La flamme est haute, vacillante, et la mèche fume
Une flamme qui dépasse nettement deux centimètres et produit des filets de suie signale presque toujours une mèche surdimensionnée pour le diamètre du contenant, ou une mèche non recoupée. Le carbone accumulé au sommet forme un champignon qui augmente le débit de cire aspirée et emballe la combustion. Le geste préventif tient en une phrase : recouper la mèche à quelques millimètres avant chaque allumage, sur cire froide, en retirant les résidus du bain. Si le défaut persiste malgré une mèche courte, le diamètre du tressage est en cause et la série suivante demande une taille en dessous.
La cire se décolle de la paroi et laisse des zones blanches
Ces plages claires entre la cire et le verre correspondent à des poches d’air piégées pendant le refroidissement, un phénomène fréquent avec les cires végétales et sans conséquence sur la combustion. La cause dominante est un contenant froid au moment de la coulée, ou un refroidissement trop rapide dans une pièce ventilée. Préchauffer légèrement les contenants et laisser refroidir à l’abri des courants d’air réduit fortement le phénomène. Le fleurissement, ce voile blanc granuleux qui apparaît en surface au fil des semaines, relève quant à lui de la cristallisation naturelle de certaines cires végétales.
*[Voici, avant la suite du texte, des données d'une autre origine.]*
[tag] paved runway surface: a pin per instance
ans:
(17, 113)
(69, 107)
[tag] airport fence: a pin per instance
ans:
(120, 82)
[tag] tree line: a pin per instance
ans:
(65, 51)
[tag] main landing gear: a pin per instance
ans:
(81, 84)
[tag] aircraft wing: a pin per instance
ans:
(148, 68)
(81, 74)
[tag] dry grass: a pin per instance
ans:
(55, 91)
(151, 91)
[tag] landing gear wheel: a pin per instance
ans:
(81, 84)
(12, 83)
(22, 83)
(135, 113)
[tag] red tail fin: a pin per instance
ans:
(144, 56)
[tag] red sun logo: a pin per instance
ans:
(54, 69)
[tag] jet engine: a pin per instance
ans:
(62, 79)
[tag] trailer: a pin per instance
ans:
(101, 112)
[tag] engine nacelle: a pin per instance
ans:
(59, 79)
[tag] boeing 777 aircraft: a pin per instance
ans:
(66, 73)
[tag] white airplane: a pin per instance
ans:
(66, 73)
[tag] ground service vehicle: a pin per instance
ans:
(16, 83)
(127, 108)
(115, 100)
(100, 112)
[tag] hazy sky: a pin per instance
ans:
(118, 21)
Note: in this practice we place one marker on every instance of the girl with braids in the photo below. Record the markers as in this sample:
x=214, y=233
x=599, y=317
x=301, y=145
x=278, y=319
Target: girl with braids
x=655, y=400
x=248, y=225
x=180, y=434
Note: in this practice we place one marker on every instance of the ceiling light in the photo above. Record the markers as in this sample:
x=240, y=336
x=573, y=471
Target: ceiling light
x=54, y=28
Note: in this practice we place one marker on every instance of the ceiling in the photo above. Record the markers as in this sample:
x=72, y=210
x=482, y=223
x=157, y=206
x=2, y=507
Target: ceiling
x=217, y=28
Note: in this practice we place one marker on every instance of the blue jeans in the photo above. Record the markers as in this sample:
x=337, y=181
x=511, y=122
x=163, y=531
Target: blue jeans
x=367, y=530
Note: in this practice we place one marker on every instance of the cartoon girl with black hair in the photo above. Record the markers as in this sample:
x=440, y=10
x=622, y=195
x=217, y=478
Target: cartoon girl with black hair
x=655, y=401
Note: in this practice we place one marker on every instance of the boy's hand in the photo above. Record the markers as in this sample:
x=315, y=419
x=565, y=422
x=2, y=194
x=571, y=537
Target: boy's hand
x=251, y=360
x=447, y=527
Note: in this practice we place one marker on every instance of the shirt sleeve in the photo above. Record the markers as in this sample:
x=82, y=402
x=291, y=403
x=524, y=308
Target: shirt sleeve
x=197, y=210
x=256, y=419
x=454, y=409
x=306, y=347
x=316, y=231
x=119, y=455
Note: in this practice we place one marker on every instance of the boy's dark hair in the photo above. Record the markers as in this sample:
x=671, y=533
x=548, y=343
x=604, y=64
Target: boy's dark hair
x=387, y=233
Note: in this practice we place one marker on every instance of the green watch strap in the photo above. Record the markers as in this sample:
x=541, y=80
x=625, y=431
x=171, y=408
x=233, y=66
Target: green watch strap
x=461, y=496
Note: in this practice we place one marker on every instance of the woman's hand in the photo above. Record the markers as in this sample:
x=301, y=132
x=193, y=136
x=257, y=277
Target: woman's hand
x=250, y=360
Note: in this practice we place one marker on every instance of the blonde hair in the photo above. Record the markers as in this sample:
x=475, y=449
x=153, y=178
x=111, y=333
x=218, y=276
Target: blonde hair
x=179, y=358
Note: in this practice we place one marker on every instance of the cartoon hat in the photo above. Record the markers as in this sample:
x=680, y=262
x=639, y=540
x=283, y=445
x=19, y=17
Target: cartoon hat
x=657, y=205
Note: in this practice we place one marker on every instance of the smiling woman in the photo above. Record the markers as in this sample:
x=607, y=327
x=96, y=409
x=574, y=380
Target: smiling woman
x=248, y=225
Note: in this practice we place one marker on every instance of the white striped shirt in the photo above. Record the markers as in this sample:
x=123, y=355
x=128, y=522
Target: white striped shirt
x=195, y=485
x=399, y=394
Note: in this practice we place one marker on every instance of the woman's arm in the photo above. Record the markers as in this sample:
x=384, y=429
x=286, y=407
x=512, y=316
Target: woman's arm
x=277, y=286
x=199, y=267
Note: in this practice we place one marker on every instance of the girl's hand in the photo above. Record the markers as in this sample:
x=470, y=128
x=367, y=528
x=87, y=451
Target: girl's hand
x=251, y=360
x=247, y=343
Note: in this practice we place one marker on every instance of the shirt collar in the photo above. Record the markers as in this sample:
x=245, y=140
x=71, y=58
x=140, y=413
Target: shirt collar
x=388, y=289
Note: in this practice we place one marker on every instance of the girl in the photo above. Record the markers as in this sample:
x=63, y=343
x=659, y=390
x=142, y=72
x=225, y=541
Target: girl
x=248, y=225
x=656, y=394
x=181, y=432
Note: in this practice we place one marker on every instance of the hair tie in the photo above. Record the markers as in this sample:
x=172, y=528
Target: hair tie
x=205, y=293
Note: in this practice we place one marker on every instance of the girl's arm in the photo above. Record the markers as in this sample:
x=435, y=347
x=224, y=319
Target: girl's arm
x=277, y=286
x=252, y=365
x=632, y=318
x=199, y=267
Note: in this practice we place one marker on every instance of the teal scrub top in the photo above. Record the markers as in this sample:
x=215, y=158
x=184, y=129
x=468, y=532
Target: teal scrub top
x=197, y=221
Le parfum ne se sent plus après quelques utilisations
Trois causes se cumulent souvent. Le parfum a pu être ajouté à une température trop élevée, ce qui évapore les molécules les plus volatiles avant même la coulée. Le dosage a pu rester sous le seuil de perception pour la famille olfactive choisie, les compositions fraîches demandant davantage que les compositions lourdes. La bougie a pu enfin être allumée trop tôt : les cires végétales gagnent en diffusion après une période de repos qui va de quelques jours à deux semaines. L’accoutumance olfactive joue également, et une pièce aérée quelques minutes rend souvent au parfum une présence qu’on croyait perdue.